Mülteci krizinin bizi bu kadar zamansız yakalaması ve sarsması, Avrupalılar olarak bizim kendi sorumluluğumuz" diye konuştu
AB-İNGİLTERE, AVUSTURYA HEP AYNI KAFA Öte yandın, AB Komisyonu Başkanı Jean-Claude Juncker, Türkiye'nin 3 milyondan fazla sığınmacıya kapılarını açtığını belirterek, "Avrupa'nın bu konuda Türkiye'ye ders vermekten çekinmesini istiyorum." Diyerek, sığınmacılardan korktuğunu açıkça ortaya koydu.

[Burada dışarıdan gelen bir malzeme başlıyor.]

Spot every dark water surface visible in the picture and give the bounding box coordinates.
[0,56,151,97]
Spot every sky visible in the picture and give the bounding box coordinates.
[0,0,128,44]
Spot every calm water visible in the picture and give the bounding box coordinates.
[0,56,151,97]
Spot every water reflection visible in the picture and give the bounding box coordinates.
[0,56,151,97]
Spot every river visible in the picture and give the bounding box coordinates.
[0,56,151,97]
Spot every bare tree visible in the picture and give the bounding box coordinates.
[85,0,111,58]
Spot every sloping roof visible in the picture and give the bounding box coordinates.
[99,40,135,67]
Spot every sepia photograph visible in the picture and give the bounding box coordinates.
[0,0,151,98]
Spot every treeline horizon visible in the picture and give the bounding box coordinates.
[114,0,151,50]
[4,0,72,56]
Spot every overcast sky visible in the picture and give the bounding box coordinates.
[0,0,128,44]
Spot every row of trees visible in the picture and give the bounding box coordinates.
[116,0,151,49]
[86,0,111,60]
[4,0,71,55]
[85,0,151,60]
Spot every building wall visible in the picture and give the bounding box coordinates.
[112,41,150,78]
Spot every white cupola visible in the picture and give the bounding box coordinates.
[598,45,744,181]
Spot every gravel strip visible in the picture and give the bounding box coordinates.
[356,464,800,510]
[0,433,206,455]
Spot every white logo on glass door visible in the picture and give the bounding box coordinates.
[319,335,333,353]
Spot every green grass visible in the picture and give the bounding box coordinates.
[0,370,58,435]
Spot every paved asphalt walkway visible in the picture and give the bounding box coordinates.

Merkel’de ayna nakaratı tekrar ederek, şu değerlendirmeyi yaptı; , "Bu sadece bizim için değil, benim görüşüme göre Türkiye için de iyi. İnsan kaçakçıları olarak sahillerde çalışan mafya türü yapılar hiç bir zaman iyi olamaz. İnsan hayatının tehlikeye girmesi de iyi bir olay değil. Hatırlatmak isterim, Türkiye ile bu anlaşma olmadan önce bu yılın ocak ve şubat aylarında Ege Denizi'nde de 400'den fazla insan hayatını kaybetmişti. Bu nedenle AB'nin de, Türkiye'nin de güvenilir ortaklar olduğuna inanıyorum. Bu konuda daha birlikte yapacağımız çok iş var." şeklinde konuştu. Bir son dakika haberi daha aktarayım; “Avusturya'da yabancı düşmanı cumhurbaşkanı adayı Norbert
Hofer, Türkiye'nin Avrupa Birliği'ne katılması halinde, ülkesinin AB üyeliğini referanduma götüreceğine söz verdi. Sonuç, biz batının menfaatlerini koruduğumuz sürece iyiyiz, bu durumda bile 53 yıl AB kapısında beklettiler. Biz olmayacak işe amin demiştik. Biz aynı medeniyetin çocukları değiliz. AB tek dişi kalmış canavardır. Bu gerçeği artık görmemiz gerek. Kalın sağlıcakla.